La biblioteca principal, habitual recinto de estudios y recepciones cultas, ocultaba un segundo nivel suspendido sobre vigas esbeltas: un corredor angosto al que se accedía por una escalera secreta disimulada tras un mapamundi de pergamino. Sólo la Marquesa Yrindela y su escribano privado lo usaban; por eso, cuando la luna nueva se alzó sin antorchas encendidas en los patios, Elaerith se deslizó descalza, llevando una vela ciega —mecha protegida por cilindro de estaño— y el corazón latiéndole en la garganta.

Había visto a su madre subir allí al final de cada jornada, portando un cofrecillo de nogal.
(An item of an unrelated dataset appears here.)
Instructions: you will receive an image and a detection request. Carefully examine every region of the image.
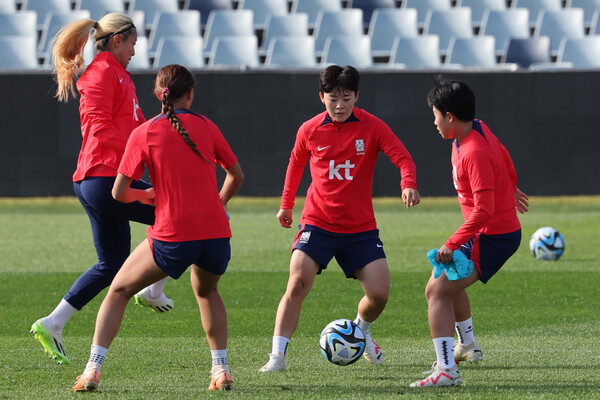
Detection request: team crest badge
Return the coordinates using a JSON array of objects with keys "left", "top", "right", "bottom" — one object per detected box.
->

Velindra le enseñó a leer silencios, y el silencio de Yrindela al volver de ese pasadizo gritaba “secreto”. Esta vez, la Marquesa se hallaba ausente en una cena de protocolo; las llaves del corredor colgaban del lomo del mapamundi. Era la oportunidad.

Elaerith giró el mecanismo; la escalera se desplegó con un chasquido suave. Arriba, un aire a madera reseca y óleos antiguos dejó en su lengua un regusto a polvo de siglos. En la penumbra, la vela reveló estanterías bajas con compartimentos individuales, cada uno numerado con runas florales. Sobre la mesa central reposaba el cofrecillo, sellado con la rosa bicéfala de Valthenor.

Su pulso martilleó. Sacó del corpiño una pequeña lámina de cobre templado; la deslizó bajo el sello y giró. El lacre se abrió sin romper el emblema. Dentro, bien ordenados, doce rollos de pergamino atados con cordeles de colores:

  • Dorado: correspondencia con Anzur.
  • Cinabrio: mensajes destinados a la Baronesa Lysorien (la misma que conspiraba con Lotharion, según rumores).
  • Marfil: copias para el Consejo Menor de los vinos.
  • Negro: destinatario sin marca ni título.